Reputation: 11
I have a few questions:
I think that the Compile () method should be used to improve performance, but in my code, If I use Compile, it takes almost 2 to 30% more time than when not in use. Can you tell me what the problem in my code is?
If I use the compile in my Bert pre-training model, the following errors occur and it slows down dozens of times. Can you tell me what caused this error?
torch._dynamo.convert_frame: [WARNING] torch._dynamo hit config.cache_size_limit (64) function: 'forward' (/home/mj/.../bert.py:287) reasons: ___check_obj_id(self, 139626116174448) to diagnose recompilation issues, see https://pytorch.org/docs/master/dynamo/troubleshooting.html.
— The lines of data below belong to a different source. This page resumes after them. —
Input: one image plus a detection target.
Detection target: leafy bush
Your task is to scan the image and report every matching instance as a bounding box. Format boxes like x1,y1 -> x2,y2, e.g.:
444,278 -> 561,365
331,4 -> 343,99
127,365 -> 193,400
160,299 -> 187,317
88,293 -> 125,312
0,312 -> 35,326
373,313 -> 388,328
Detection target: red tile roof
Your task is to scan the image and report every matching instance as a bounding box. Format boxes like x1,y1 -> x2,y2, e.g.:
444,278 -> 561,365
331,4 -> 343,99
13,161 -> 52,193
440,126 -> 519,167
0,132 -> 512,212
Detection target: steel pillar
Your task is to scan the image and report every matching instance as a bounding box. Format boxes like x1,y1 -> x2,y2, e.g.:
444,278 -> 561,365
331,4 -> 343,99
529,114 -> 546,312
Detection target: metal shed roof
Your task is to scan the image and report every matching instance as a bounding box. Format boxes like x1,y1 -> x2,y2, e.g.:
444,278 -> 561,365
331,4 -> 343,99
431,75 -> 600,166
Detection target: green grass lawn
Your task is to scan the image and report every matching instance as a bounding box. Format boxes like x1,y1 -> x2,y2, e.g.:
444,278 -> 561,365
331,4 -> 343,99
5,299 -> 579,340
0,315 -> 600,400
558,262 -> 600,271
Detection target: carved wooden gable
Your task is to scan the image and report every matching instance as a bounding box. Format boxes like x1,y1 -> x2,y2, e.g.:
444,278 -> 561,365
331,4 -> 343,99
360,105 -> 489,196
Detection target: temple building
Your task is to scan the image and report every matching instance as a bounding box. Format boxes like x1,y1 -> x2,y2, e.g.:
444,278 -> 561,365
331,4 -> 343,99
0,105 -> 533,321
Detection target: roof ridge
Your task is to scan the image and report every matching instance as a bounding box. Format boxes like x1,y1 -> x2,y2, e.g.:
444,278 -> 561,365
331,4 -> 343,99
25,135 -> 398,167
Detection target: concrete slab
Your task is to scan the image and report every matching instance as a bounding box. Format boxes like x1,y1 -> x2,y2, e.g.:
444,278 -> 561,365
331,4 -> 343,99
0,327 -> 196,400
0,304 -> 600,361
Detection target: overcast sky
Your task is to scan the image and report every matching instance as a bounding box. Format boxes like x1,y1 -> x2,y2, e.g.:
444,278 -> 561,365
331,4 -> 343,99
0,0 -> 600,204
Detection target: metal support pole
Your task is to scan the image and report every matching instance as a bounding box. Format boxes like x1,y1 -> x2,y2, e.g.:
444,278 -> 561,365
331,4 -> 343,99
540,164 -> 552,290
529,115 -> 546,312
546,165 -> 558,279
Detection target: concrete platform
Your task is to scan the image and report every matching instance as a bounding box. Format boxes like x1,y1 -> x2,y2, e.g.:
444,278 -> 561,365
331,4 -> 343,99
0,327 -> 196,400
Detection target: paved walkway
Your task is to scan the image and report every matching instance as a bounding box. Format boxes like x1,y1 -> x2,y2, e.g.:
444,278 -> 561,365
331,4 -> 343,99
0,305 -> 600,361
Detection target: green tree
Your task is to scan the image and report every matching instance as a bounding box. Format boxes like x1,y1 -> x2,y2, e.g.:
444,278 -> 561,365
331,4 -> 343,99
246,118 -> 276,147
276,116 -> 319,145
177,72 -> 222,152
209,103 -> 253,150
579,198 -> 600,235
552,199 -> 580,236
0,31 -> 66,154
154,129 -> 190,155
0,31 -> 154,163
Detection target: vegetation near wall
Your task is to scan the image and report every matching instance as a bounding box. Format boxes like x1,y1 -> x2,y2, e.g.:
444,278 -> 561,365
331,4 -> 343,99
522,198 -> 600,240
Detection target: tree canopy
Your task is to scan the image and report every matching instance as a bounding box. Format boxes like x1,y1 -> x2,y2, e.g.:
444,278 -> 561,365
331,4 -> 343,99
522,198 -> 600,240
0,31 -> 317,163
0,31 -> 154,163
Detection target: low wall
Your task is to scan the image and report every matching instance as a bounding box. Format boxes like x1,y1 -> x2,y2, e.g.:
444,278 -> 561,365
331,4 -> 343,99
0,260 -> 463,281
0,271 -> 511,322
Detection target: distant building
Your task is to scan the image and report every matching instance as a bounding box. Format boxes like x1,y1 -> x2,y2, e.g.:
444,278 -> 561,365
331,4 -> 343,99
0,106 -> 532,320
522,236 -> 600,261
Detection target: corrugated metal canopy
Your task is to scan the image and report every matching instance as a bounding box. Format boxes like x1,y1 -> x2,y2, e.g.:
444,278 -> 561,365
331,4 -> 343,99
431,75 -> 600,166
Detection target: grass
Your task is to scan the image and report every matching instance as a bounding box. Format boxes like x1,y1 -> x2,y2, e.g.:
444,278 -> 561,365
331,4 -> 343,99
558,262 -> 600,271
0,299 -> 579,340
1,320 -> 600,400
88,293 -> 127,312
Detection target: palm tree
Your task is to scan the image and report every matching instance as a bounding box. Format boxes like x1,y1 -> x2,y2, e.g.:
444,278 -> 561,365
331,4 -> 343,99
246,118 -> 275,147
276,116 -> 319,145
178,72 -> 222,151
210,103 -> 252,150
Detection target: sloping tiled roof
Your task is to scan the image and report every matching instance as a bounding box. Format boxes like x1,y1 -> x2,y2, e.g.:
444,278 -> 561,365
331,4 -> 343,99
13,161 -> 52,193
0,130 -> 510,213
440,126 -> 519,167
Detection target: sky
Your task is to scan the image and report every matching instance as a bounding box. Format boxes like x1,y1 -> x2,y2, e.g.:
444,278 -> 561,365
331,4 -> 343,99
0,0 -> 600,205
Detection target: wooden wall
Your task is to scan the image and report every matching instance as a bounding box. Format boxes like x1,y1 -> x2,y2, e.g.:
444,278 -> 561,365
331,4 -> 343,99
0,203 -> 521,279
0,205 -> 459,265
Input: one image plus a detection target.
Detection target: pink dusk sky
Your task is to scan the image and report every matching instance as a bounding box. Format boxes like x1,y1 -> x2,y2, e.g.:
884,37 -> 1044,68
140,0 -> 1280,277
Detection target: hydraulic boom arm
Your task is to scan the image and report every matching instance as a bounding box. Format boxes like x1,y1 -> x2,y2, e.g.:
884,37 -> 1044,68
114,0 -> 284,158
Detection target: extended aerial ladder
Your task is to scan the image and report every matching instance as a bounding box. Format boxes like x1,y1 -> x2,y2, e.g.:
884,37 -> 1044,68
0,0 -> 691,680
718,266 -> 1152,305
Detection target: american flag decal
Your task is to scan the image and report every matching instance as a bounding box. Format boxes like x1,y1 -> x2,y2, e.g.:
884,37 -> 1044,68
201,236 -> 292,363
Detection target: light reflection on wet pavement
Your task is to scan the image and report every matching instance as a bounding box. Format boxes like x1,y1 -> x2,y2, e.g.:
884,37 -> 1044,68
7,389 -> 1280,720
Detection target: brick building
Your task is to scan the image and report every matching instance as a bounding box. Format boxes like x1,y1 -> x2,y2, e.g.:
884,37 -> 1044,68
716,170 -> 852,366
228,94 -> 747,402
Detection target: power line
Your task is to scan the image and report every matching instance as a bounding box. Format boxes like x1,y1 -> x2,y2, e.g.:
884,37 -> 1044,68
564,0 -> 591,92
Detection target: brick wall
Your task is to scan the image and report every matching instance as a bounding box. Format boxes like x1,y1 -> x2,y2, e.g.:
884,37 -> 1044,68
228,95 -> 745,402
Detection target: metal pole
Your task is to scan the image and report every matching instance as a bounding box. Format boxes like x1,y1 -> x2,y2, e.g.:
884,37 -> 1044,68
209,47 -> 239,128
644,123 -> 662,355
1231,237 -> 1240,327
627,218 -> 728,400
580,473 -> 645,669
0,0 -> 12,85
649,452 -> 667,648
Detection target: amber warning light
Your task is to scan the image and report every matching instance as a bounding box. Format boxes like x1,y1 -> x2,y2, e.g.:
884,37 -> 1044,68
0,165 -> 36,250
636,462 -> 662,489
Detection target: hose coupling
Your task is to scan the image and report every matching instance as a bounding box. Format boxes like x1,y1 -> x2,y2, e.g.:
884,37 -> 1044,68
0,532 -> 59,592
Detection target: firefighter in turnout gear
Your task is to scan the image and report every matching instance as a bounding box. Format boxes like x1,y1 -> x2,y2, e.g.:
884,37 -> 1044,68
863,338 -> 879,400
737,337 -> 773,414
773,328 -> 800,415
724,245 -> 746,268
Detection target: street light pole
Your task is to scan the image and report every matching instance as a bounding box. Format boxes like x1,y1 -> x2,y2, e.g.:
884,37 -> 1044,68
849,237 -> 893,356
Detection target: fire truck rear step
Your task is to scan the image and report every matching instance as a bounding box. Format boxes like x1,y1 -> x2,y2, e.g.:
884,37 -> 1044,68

torch._inductor.utils: [WARNING] using triton random, expect difference from eager
<- Error List
import torch
import torchvision
from torch import nn
from torch.utils.data import DataLoader
from torchvision import datasets, transforms
import random
import time
import numpy as np
device = torch.device('cuda' if torch.cuda.is_available() else 'cpu')
torch.manual_seed(1234)
np.random.seed(1234)
class NeuralNetwork(nn.Module):
def __init__(self):
super(NeuralNetwork, self).__init__()
self.sequential = nn.Sequential(
nn.Conv2d(in_channels=3, out_channels=32, kernel_size=3, padding=2),
nn.ReLU(),
nn.MaxPool2d(stride=2, kernel_size=3),
nn.Conv2d(in_channels=32, out_channels=64, kernel_size=3, padding=2),
nn.ReLU(),
nn.MaxPool2d(stride=2, kernel_size=3),
nn.Conv2d(in_channels=64, out_channels=128, kernel_size=3, padding=2),
nn.ReLU(),
nn.AdaptiveAvgPool2d(8),
nn.Flatten(),
nn.Linear(in_features=128*8*8, out_features=10))
def forward(self, x):
out = self.sequential(x)
return out
# model1 = NeuralNetwork()
# model2 = NeuralNetwork()
model1 = torchvision.models.resnet18()
model2 = torchvision.models.resnet18()
model1.to(device='cuda')
model2.to(device='cuda')
model1 = torch.compile(model1)
model2 = torch.compile(model2)
def cifar10_cnn():
epochs = 5
batch_size = 64
report_period = 100
tr_count = 0
te_count = 0
data_root = "/data/"
torch.set_float32_matmul_precision('high')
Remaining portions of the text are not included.